Math problem - Calculating if an object is in range of another

[Rocco]

i had this several times and dont know a convenient solution.

i want to know if an object is in range within say 10px of another one, and have to write the complicate way like:

if((object[0].X - object[[1].X) < 10 && (object[0].X - object[[1].X) > -10)
do stuff

this construct works, but i'm knowing there is an easier way for this,
cause i have to calculate these several times in my script.

[Calin Leafshade]

Pythagoras!

in pseudo:
distance = sqrt ( (x1 - x2) ^ 2 + (y1 - y2) ^ 2 )

EDIT: the syntax for squaring is not the same in AGS so just multiply the term by itself to square it

[Rocco]

well thx, this will work, but it needs nearly the same effort as before, and i guess it costs more cpu_power.
i thaught in another direction, lets say

pseudo:
distance = (x1 - x2);
if(distance < 0)
make distance positive (exp. convert -13 to 13)

[Calin Leafshade]

your original calculation isnt really that accurate since it uses a kind of 'box' to calculate distance. Mine uses a circual radius around a point.

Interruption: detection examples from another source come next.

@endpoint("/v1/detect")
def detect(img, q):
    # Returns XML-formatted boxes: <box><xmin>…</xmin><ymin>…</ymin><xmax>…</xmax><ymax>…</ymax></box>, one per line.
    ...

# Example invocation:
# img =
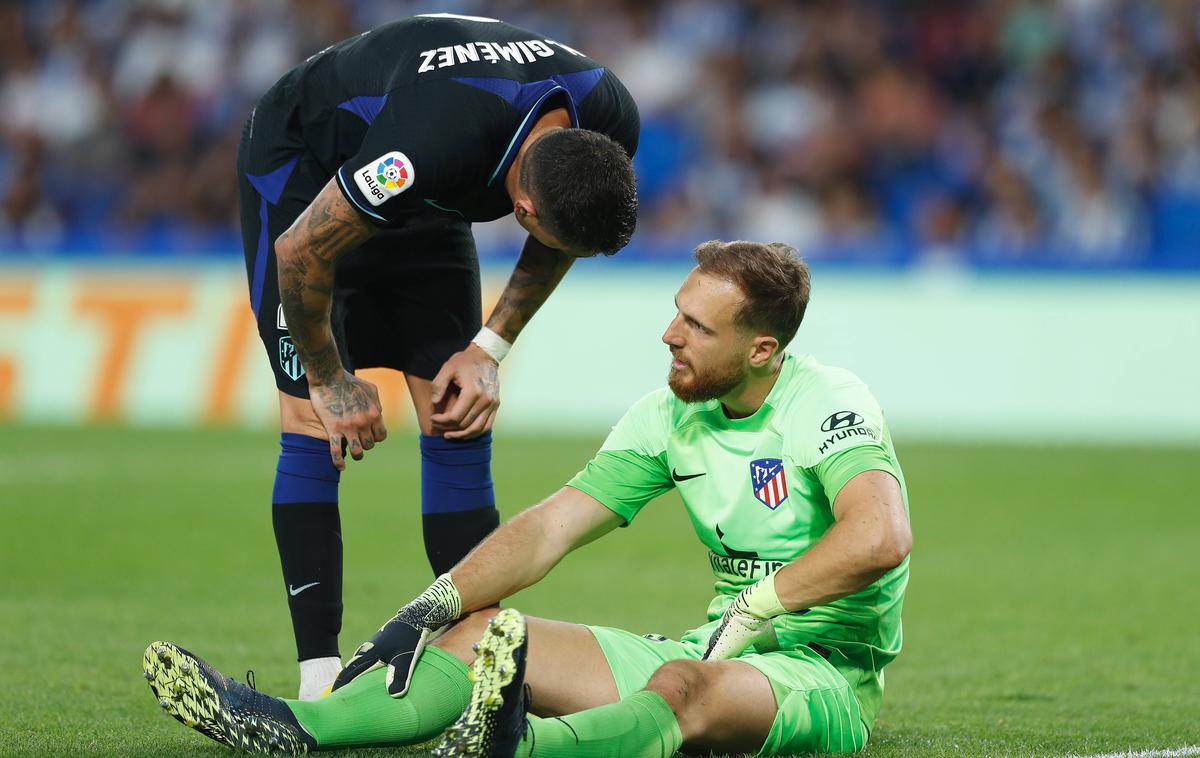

And on the subject of CPU, unless you are doing this thousands and thousands of times a second it really wont be an issue.

[Rocco]

thats right, i will using your suggestion, big thx. 

btw:
for my interest, maybe you know how to make a value positve?

if(distance < 0)
make distance positive (exp. convert -13 to 13)

[Calin Leafshade]

Code: ags

function AbsInt(int value){

if (value < 0) return value * (-1);
else return value;

}

EDIT: functionised

[Kweepa]

If you are just interested in the linear distance as your code suggests, here is the simplest way.

Code: ags

bool InRange(Object *o1, Object *o2, int range)
{
   int offset = o1.X - o2.X;
   // squaring both sides makes them positive
   return (offset*offset < range*range);
}

if (InRange(o1, o2, 10)
{
   // do stuff
}

[monkey0506]

Calin, you don't have to actually multiply by -1, you can just do this (with the same result, but simpler syntax).

Code: ags

if (distance < 0) distance = -distance;

[Calin Leafshade]

If you are just interested in the linear distance as your code suggests, here is the simplest way.

I completely didnt notice that the y value wasnt a factor.

[Rocco]

big thx, that solutions suits my needs completly.
in this case i also need the y.value,
but the linear approach might come also in handy soon, cause i stumbled often over this kind of calculations in my projects.